В сказке «Под ивой» я описал Нюрнберг, этот чудный старинный город, а поездка моя через Швейцарию и Альпы послужила фоном для нее. В Мюнхене я не был с 1840 года. Я сравнил этот город в «Базаре поэта» с розовым кустом, ежегодно пускавшим новые побеги, причем каждая новая ветвь являлась новой улицей, каждый лепесток дворцом, церковью или памятником – пока наконец не стал целым деревом, в полном расцвете пышной красоты! Один из прекраснейших цветов – «Базилика», другой – «Бавария». Так же выразился я, и отвечая на вопрос царствовавшего тогда короля Людвига – какое впечатление произвел на меня Мюнхен. «Дания лишилась великого художника, а я друга!» – сказал он, наводя разговор на Торвальдсена.

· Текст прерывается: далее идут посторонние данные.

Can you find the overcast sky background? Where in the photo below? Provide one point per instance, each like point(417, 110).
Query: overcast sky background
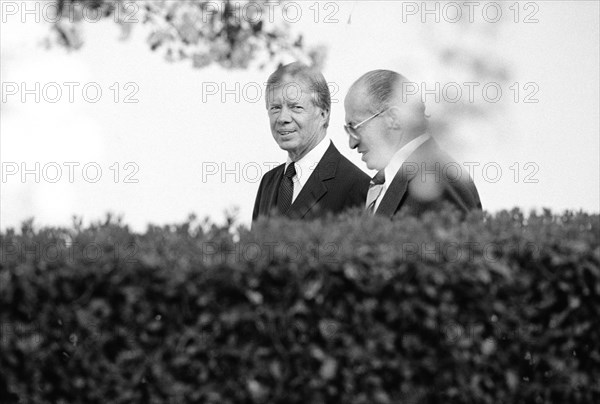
point(176, 132)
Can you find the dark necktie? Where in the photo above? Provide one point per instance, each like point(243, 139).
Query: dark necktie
point(375, 188)
point(286, 189)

Мюнхен для меня интереснейший из германских городов; расцветом своим он главным образом обязан королю Людвигу. Здешний театр также находится в цветущем состоянии. Во главе его стоит энергичнейший и преданнейший своему делу человек, поэт Дингельштедт. Он ежегодно посещает все главнейшие театры Германии и высматривает новые выдающиеся таланты, бывает в Париже и изучает репертуары современных театров и требования публики. Скоро репертуар Мюнхенского королевского театра станет поистине образцовым. Дингельштедт обращает также особенное внимание на постановку, которая всегда строго верна действительности, не то что у нас в Дании! У нас в опере «Дочь полка», действие которой происходит в Тироле, видишь декорации с пальмами и кактусами; в «Норме» одно действие происходит в греческом жилище Сократа, а другое в пальмовой хижине Робинзона; на передней декорации зачастую изображен солнечный день, а на заднем плане видно с балкона звездное небо! То есть ни смысла, ни желания осмыслить дело! Да и кому охота входить в такие мелочи, если о них не спрашивает ни одна газета!